For some companies, the move to modern software development approaches is not mission critical. They feel they can delay container security until they move workloads that contain confidential data. This is the wrong mindset, however. Organizations that are counting on moving business-critical applications to containers should consider security and compliance policies, tools, and processes long before they plan to move them to production.
Security and compliance measures don’t have to slow development.
Clear direction from the executive team will reduce turf battles and minimize resistance. Once you’ve achieved alignment on embedding and automating security and compliance as part of the DevOps workflow, the implementation can be straightforward.
You can integrate image scanning into registries and your CI/CD tool chain so scans automatically execute. You can also enforce security policies and get alerts on potential threats without adding manual steps. You can trigger capture files for incident response and forensic investigations based on rules. You can feed alerts and event data directly into commonly used tools.

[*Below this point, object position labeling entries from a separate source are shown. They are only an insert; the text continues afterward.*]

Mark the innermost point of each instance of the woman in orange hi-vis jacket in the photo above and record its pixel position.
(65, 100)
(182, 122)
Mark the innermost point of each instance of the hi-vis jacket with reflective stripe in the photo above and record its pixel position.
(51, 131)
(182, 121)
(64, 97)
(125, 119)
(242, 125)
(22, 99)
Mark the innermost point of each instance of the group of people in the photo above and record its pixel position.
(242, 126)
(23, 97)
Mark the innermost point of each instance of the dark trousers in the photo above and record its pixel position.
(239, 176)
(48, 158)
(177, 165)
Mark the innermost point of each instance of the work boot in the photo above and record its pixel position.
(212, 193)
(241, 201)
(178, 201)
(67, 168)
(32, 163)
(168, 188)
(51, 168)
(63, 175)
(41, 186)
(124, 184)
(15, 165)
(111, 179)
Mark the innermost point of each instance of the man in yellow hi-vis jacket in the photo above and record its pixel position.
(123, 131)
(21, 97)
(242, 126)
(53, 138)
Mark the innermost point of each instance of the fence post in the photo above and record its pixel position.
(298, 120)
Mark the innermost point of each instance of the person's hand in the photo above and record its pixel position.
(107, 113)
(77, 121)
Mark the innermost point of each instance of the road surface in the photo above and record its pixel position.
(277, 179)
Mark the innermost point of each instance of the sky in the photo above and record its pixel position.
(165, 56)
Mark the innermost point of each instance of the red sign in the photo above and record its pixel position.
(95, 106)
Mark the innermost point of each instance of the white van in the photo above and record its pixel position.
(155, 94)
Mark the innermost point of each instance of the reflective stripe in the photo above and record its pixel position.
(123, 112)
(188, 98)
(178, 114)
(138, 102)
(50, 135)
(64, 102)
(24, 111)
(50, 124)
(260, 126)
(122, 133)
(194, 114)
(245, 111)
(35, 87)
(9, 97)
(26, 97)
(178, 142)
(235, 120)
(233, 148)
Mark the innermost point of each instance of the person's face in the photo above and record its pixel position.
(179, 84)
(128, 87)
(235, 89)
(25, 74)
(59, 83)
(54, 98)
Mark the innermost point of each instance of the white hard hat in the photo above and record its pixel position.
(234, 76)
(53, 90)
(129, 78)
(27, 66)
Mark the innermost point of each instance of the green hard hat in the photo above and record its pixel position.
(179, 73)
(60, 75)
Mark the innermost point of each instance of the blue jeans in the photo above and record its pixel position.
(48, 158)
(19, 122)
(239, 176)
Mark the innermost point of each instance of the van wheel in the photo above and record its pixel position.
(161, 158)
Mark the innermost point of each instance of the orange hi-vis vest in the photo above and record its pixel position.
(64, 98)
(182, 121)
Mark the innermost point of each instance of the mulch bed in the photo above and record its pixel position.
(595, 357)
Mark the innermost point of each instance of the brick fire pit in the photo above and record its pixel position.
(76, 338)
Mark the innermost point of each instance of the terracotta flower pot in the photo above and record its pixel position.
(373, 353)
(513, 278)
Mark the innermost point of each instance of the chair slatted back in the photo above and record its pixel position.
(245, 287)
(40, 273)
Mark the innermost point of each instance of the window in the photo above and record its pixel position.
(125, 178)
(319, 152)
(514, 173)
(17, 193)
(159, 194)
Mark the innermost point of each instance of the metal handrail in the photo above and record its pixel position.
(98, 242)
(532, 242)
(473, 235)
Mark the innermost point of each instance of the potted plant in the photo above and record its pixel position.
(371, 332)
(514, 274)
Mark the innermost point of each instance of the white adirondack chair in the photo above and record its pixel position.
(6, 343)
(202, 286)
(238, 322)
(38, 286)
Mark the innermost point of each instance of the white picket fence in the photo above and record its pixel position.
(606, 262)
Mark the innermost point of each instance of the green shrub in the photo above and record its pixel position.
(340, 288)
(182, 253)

These strategies allow teams to efficiently manage security and compliance without disrupting their existing workflows. If you implement them correctly, security and compliance controls can help you manage risk in your container environment without slowing delivery.
Most businesses run on software, and speed of feature delivery is a key competitive lever. The cloud, containers, and DevOps are rapidly becoming mainstream. Your team should be skilled at developing, deploying, and securing applications using this new approach, or you could be left behind.